Cold Calling, we do it more then we think

While entertaining at a restaurant, people are going to be asking you about your entertainment service and you will have to sell yourself.  This restaurant customer is a Cold Call. Look at your entertainment service from an outsider’s view can prepare you for Cold Calling.  Cold Calling is when you solicit potential customers that you have never met.  Telephone solicitation or direct meetings are the most popular forms of Cold Calling and each technique have a high rate of failure. You should not skip using these marketing techniques just because the failure rate is high, but instead use them as a learning tool to help improve your marketing.

The goal is to view your company entertainment service from an outsider’s view.  By analyzing your company mentally beforehand, you now are prepared to present logical sales information to them, which will help you close the deal.  This Cold Calling experience will help increase restaurant customer business. Customers will now have a clear understanding what your entertainment service is about and will be able to promote your services.  Many times after performing, customers will ask, “do you do birthday parties?” I give them my rehearsed speech about my services and the type of events (birthday, picnic, trade shows, and holiday parties) that I have done for clients.  Good percentage of the time they will ask for a second business card so they can pass the card to a friend or employer that has an event upcoming.

Developing a written script will ensure you do not overlook any key sales information. Professional telemarketing companies develop detailed scripts with a yes/no reply to every question. This assures the salesperson that when presenting the sales information to the customer, the customers no reply will lead to the next yes answer.  Marketing theory dictates that the more times you get them to say “yes”, the more they will need your service. This is one of the reasons it is hard to get telemarketers off the telephone—they have an answer for everything.

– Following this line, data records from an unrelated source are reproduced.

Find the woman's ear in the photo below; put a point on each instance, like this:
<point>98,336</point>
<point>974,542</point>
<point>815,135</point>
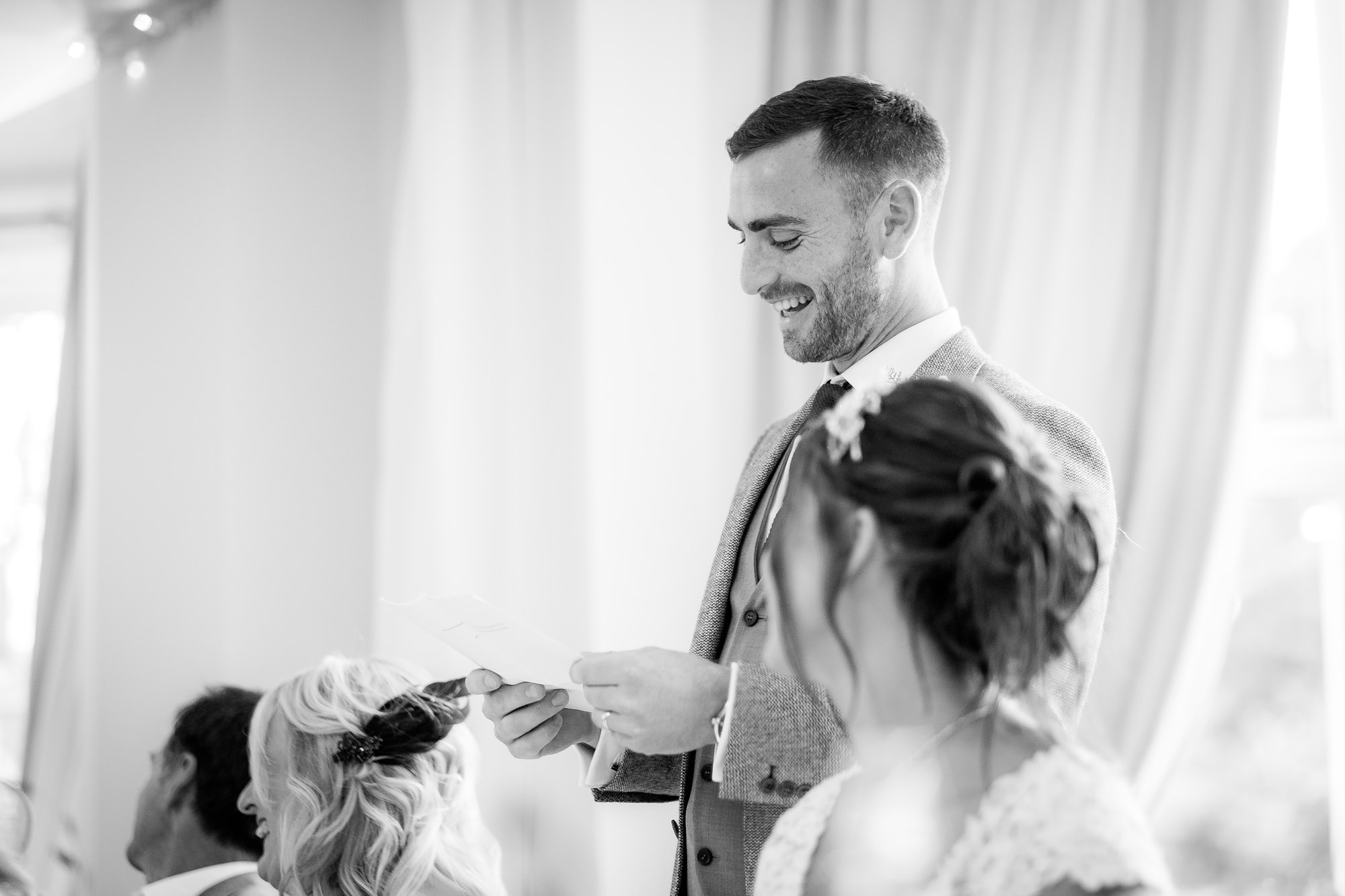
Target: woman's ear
<point>867,546</point>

If you were going to do telemarketing, I would strongly recommend you build a script and rehearse it until you sound smooth and know the material backward and forward.  Treat it like an entertainment routine, you need to practice it hundreds of time before you do it live.

Writing your sales pitch down will help you understand your entertainment business.  Start with a mission statement.  My mission is to: increase birthday parties performances. A mission statement is only one sentence with one common mission.  Do not try combining multiple missions or services into one statement.  We are only trying to complete one mission. A bad mission statement would be: I want to increase my birthday party business and increase balloon deliveries. Adding more to the statement will stretch you and your resources and you won’t fully achieve your goal.

If your mission statement is to increase birthday parties then write down everything you can do at a birthday party.  What are your key selling points?  Do you present the birthday child a gift?  Do you bring goodie bags for all the kids? Do you do multiple activities?  This is the information you will develop into a two or three sentence sales pitch. So when customers at a restaurant ask “do you do birthday parties?” you can give them a quick, well rehearsed, two minute sales pitch that has all the key information.  If presented correctly, the customer will ask “Do you have a card?”

Restaurant entertainment is a form of Cold Calling.  You solicit the customers to watch you perform in hopes of a tip and to provide them with your entertainment service information.